Há um enigmático e subjetivo slogan inventado por algum mágico do marketing em suas sessões transcendentais: “Manaus, cidade risonha”.
Manaus poderia e deveria ter ruas limpas, calçadas cuidadas e seus habitantes dando exemplo aos forasteiros acerca da limpeza, que aflora do comportamento cidadão e invade as mentes de todos os transeuntes. Mas o que se vê são calçadas esburacadas com árvores plantadas à flor do solo, criando rachaduras e impossibilitando o livre acesso de cadeirantes, idosos e crianças.
As peripécias que se fazem contra o bom uso do solo são coisas inimitáveis em qualquer lugar civilizado.
A poluição visual, gramatical, sonora, ética e moral é tamanha que, de fato, não dá pra caber em um artigo.
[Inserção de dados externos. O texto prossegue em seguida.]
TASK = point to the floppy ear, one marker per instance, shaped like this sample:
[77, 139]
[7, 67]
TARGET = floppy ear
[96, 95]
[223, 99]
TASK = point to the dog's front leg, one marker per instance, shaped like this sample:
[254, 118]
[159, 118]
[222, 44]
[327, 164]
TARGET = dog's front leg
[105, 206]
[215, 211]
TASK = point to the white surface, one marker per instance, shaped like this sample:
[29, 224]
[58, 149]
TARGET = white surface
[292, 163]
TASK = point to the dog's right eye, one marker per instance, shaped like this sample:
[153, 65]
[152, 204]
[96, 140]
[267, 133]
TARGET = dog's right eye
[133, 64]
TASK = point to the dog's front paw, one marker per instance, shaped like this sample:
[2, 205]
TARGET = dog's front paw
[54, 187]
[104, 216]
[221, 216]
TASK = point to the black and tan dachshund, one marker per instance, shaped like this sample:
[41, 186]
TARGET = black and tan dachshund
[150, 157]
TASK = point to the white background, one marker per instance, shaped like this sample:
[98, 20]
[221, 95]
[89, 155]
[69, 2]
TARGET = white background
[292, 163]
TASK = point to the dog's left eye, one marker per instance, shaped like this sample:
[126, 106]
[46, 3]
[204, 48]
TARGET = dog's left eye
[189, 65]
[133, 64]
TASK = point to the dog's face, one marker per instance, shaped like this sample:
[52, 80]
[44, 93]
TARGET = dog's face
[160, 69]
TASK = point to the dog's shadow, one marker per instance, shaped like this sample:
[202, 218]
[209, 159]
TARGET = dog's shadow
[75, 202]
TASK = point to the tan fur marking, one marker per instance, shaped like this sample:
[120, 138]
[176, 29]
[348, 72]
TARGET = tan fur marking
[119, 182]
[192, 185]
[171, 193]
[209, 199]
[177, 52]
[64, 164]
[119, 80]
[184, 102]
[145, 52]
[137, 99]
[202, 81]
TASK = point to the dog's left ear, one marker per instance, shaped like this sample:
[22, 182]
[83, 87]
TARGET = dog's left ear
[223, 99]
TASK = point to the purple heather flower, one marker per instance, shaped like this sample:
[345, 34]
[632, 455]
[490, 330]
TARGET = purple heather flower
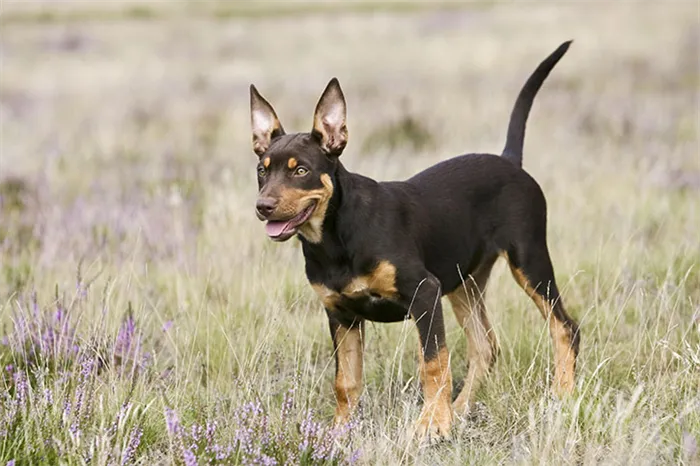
[21, 387]
[134, 441]
[172, 421]
[125, 337]
[189, 458]
[355, 457]
[210, 431]
[48, 397]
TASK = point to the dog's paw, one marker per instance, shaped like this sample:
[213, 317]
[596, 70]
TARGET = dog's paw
[434, 425]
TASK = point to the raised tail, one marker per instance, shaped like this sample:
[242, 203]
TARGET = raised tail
[518, 118]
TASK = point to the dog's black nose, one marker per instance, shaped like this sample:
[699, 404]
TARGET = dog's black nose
[265, 206]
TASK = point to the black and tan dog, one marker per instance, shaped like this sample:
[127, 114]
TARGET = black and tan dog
[388, 251]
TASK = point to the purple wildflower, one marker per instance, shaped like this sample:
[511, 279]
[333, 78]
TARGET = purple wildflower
[21, 387]
[172, 422]
[210, 431]
[125, 337]
[189, 458]
[132, 446]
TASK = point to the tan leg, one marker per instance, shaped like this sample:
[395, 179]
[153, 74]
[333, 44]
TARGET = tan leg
[470, 310]
[563, 330]
[348, 375]
[435, 419]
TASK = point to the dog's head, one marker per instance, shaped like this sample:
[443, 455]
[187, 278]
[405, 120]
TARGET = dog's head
[296, 171]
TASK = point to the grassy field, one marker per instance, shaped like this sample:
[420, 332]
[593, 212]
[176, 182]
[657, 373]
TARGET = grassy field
[145, 318]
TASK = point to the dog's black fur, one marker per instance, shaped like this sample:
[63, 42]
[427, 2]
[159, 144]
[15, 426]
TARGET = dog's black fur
[412, 241]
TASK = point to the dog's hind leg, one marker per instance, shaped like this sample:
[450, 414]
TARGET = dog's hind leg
[469, 308]
[532, 269]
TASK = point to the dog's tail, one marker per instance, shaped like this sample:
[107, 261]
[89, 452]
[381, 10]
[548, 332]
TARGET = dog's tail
[518, 118]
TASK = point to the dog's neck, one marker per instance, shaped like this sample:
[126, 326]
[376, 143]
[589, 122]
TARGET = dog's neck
[352, 195]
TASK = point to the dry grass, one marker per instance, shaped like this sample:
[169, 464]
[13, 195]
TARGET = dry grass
[125, 156]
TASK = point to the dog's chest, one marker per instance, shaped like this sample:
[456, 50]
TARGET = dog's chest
[364, 294]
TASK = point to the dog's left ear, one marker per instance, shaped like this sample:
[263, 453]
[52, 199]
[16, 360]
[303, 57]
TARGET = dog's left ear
[329, 119]
[263, 121]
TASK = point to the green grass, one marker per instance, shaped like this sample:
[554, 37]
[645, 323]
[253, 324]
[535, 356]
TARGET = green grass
[128, 180]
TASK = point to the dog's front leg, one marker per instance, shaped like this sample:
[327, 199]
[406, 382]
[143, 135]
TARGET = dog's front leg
[435, 420]
[348, 337]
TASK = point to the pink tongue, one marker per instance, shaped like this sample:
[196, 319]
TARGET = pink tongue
[275, 229]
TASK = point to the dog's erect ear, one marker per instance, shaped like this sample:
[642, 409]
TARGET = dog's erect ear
[329, 119]
[264, 122]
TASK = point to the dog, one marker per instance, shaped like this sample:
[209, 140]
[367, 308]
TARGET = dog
[388, 251]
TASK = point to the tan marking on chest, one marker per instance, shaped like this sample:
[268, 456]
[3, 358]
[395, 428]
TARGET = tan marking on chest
[328, 297]
[381, 281]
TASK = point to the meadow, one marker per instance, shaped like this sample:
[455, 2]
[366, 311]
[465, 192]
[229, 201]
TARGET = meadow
[145, 317]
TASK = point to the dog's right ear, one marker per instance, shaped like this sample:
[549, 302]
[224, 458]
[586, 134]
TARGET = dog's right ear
[263, 121]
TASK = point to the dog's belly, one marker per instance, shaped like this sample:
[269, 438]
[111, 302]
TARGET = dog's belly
[364, 303]
[372, 308]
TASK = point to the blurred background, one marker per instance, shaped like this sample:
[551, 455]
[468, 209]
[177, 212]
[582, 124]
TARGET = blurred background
[126, 122]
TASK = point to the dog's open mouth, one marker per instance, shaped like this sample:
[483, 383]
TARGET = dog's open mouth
[282, 230]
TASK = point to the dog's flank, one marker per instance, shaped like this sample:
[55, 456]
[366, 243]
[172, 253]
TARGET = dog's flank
[388, 251]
Falar sobre oficinas mecânicas improvisadas nos locais menos adequados, sobre barracas fedorentas,frequentadas por figuras asquerosas e dispostas a mandar qualquer um pro reino dos céus a qualquer instante, e a utilização das calçadas por comerciantes, é malhar em ferro frio.
Manaus, amigos, por conta do abandono que vem de muito antes, tem muito pouco de uma cidade decente, quase nada.
Compará-la com qualquer outra cidade da região como Belém, Macapá - é uma insanidade, uma violência verbal contra nossas vizinhas. Não quero ir pros detalhes. Chamar o turista, como se quer fazer través do marketing e da propaganda, sem antes executar uma Perestróica, equivale a sepultar Manaus como destino turístico. É uma perfeita irresponsabilidade.
Quero falar de uma coisinha mínima, uma só, por si suficiente para agredir o visitante, por mais que os guias pretendam esconder as mazelas que eles (os guias e seus patrões) pensam só existir em áreas restritas da cidade: os nossos marginalizados cheira-cola. Eles estão em toda parte fazendo qualquer coisa contrária ao que o turista quer ver e usufruir.
Os cheira-cola, não são simplesmente reflexos sociais que se devem deixar ao acaso. Não, longe disso. Eles são vítimas, é verdade, mas vítimas que fazem mais e mais vítimas.
Agridem a sensibilidade de qualquer crente ou ateu, desde que tenha sensibilidade. Pois bem, fora isto ainda temos os assaltantes/flanelinhas que estão por aí, desde o centro da cidade às cercanias do Vieiralves. E o nosso Porto? Privatizado e nas mãos de quem deveria fazer investimentos, mas é uma vergonha, além de assalto pois se paga até [ara entrar e sair. Resquícios da família Di Carli, agora nas mãos do Bronze.
Precisamos reduzir os gastos com propaganda e placas destinadas a iludir os bestas dizendo que estão cuidando bem das pessoas e, fazer um esforço para acomodar os que precisam realmente de cuidados, aí sim, algum tempo depois poderão tentar vender Manaus como um destino turístico, com seus ladrões, sua sujeira, seus apagões e escuridão, seus rios abandonados e sua principal Avenida do Centro, a Eduardo Ribeiro, transformada em camelódromo e restaurante a céu aberto, com insuportável odor.
Só não percebe estas coisas quem está cego, ou doido. Ou não quer. E como se isso não bastasse, a população que precisa de transporte coletivo, por sinal, de péssima qualidade, fica a mercê de greve dos rodoviários, causando transtornos irreparáveis a classe trabalhadora.
Falta espaço, mas breve voltarei a falar sobre transporte coletivo, sem ruas alargadas, sem um BRT, sem ideias para melhorar o trânsito, só arremedos e viadutos.
Flávio Lauria
Flávio Lauria possui graduação em Administração pela Universidade Federal do Amazonas, mestrado em Administração Pública também pela UFAM e doutorado pela Universidade de Barcelona na Espanha. Foi Secretário Municipal de Administração, Diretor de Planejamento do Tribunal de Contas do Amazonas, e atualmente é Consultor de Empresas com ênfase em Planejamento Estratégico.